17 avril [1762]
Mes divins anges je ne voulais vous écrire qu'après que le Kain aurait vu Statira, mais je commence toujours par vous remercier de la bonté que vous avez eu pour mon capitaine d'artillerie qui voudrait bien pointer quelques canons contre Pierre trois qui n'est pas Pierre le grand.
Il est vray que M. le comte de Saxe ne fit que monter dans le vaissau à Dunkerke, et que grâce au ciel nous ne mimes point en mer. Mais je ne prends aucun intérest à cette misérable histoire dont on a imprimé des fragments très incorrects qu'on m'a volez.
A l'égard de Conculix c'est autre chose. Il faut que j'aye été abandonné de dieu pour laisser cet animal là en si bonne compagnie.
Nous avons déjà joué Tancrede. Le Kain m'a paru admirable. Je luy ay même trouvé une belle figure. J'étais le bon homme Argire. Je ne m'en suis pas mal tiré. Mais ny luy ny moy ne jouons dans Olimpie. Nous serons tout deux spectateurs bénévoles. Je devais naturellement jouer le grand prêtre. Ce sont mes triomphes, vu le goust que j'ay pour l'église. Mais je suis honoré du même cathare qui a osé soufler sur mes anges. J'ay la fièvre. Je continuerai ma lettre quand on aura joué Olimpie ou Cassandre et je vous en rendrai compte en oubliant la petite part que je peux y avoir.
18 avril
Mes anges sauront qu'hier le Kain nous joua Zamore. Il était encor plus beau que je n'avais cru. Il joua le second acte de façon à me faire rougir d'avoir loué autrefois Baron et du Frene. Je ne croiais pas qu'on pût pousser aussi loin l'art tragique. Il est vrai qu'il ne fut pas si brillant dans les autres actes. Il a quelquefois des silences trop longs. Il en faut comme en musique mais il ne faut pas les prodiguer, ils gâtent tout quand ils n'embélissent pas. Il fut bien mal secondé. Ma nièce ne jouait point. Cramer qui avait joué Cassandre supérieurement joua Alvares précisément comme le bon homme Cassandre. Mais enfin nous voulions voir le Kain et nous l'avons vu.

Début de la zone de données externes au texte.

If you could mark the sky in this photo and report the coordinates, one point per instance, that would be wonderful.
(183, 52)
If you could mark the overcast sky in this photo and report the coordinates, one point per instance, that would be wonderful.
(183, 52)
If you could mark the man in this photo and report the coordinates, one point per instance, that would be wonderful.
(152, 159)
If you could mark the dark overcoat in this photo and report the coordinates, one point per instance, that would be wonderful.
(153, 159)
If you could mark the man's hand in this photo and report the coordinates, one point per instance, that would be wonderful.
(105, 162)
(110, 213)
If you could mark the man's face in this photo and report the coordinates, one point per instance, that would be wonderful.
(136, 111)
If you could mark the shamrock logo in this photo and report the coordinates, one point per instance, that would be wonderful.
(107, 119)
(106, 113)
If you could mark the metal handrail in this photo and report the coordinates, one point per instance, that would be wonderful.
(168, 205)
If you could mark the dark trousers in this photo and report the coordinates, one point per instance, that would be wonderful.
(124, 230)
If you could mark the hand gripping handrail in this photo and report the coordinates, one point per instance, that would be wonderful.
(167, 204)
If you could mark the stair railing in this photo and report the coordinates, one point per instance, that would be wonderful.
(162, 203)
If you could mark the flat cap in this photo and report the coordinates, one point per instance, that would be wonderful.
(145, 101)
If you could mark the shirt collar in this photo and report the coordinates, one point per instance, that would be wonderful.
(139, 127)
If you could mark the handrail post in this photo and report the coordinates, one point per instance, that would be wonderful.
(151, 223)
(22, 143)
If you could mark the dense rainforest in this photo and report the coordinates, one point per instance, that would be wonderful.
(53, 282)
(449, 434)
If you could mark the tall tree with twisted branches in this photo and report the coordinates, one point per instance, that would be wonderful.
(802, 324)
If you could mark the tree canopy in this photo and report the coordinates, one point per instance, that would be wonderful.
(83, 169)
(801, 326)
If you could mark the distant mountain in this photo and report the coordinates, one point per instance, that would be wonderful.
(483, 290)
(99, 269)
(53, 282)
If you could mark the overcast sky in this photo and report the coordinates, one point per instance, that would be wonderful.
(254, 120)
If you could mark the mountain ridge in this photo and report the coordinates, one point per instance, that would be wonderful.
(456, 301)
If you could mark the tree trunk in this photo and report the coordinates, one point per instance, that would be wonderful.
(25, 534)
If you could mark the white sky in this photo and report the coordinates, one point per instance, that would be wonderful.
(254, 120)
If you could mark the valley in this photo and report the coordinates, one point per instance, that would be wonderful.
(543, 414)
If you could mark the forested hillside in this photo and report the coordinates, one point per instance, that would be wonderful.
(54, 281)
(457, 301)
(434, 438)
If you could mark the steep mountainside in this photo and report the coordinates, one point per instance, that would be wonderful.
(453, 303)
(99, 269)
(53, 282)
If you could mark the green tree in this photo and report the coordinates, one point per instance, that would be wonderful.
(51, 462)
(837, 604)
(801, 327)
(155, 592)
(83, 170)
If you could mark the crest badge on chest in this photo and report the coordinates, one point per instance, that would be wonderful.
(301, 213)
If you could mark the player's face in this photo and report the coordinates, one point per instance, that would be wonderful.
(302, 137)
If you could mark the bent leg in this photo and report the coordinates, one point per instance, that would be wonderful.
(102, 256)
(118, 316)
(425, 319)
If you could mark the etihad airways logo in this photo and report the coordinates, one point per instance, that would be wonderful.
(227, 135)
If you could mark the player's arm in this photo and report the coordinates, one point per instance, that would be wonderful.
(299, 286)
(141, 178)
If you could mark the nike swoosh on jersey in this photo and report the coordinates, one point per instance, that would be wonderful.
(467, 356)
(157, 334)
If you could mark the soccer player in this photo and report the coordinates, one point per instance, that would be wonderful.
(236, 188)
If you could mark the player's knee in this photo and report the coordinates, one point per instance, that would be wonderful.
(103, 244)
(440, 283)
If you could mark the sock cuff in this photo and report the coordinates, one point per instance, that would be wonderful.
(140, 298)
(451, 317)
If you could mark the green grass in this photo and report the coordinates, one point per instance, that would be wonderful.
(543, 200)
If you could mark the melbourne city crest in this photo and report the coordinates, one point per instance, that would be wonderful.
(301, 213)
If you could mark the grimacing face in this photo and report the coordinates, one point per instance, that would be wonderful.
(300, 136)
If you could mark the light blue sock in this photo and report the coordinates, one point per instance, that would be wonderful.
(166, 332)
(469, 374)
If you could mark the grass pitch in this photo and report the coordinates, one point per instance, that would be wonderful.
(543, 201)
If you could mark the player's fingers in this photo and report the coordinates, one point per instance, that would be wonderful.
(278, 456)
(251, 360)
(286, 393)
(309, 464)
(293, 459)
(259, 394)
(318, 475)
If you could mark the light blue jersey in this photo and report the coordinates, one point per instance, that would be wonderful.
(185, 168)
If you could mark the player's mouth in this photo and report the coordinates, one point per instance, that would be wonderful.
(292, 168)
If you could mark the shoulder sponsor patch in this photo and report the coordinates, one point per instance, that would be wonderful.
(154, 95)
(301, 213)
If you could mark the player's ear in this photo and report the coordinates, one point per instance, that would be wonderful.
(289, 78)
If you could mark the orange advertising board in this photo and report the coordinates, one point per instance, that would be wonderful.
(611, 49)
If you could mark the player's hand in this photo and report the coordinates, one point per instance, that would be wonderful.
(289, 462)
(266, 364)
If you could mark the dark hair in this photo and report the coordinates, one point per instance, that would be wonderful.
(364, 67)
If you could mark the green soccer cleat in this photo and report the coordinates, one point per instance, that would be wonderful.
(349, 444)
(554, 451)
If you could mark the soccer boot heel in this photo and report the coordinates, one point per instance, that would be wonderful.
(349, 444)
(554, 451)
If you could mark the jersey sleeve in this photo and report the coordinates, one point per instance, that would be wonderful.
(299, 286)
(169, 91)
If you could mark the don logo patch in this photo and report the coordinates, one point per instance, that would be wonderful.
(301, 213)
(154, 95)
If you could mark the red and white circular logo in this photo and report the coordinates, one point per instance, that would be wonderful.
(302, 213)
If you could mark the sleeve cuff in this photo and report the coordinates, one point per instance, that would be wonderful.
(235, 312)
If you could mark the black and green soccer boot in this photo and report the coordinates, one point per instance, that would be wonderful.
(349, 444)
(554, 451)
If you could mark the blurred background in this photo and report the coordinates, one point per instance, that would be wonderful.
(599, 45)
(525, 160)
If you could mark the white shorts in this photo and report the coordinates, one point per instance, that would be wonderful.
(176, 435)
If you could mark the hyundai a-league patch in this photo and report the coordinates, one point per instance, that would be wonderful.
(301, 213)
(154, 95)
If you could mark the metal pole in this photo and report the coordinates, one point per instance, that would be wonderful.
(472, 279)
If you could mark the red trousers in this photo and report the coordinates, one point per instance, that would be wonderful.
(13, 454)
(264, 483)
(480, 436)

En attendant qu'on répète Cassandre ou Olimpie il faut que je vous dise un mot de la Jamaïque qu'un de nos acteurs, armateur de son métier, prétend que vous avez prise à la suitte des Espagnols, car vous êtes àprésent à la suitte sur mer et sur terre. Votre rôle n'est pas beau. Puisse mon armateur comique avoir raison! Mais pourquoy dit on que madame de Pompadour est borgne, et mr Dargenson aveugle? est il vray qu'en effet l'un ait perdu un œil, l'autre deux? Vous voyez touttes les mauvaises plaisanteries que font sur cette avanture ceux qui ne savent pas que les railleries sur les malheureux sont odieuses. Il faut que cette nouvelle ait un fondement. Il y a longtemps qu'on m'a mandé que l'un et l'autre avaient une violente fluxion sur les yeux.
Parlons un peu de mon roué. Il s'en faut bien qu'on ait découvert l'autheur de l'assassinat attribué au père. Il s'en faut bien qu'on songe à réhabiliter la mémoire du supplicié. Tout le Languedoc est divisé en deux factions dont l'une soutient que Calas père avait pendu luy même un de ses fils parce que ce fils devait abjurer le calvinisme, l'autre crie que l'esprit de parti et surtout celuy des pénitents blancs a fait expirer un homme innocent et vertueux sur la roue.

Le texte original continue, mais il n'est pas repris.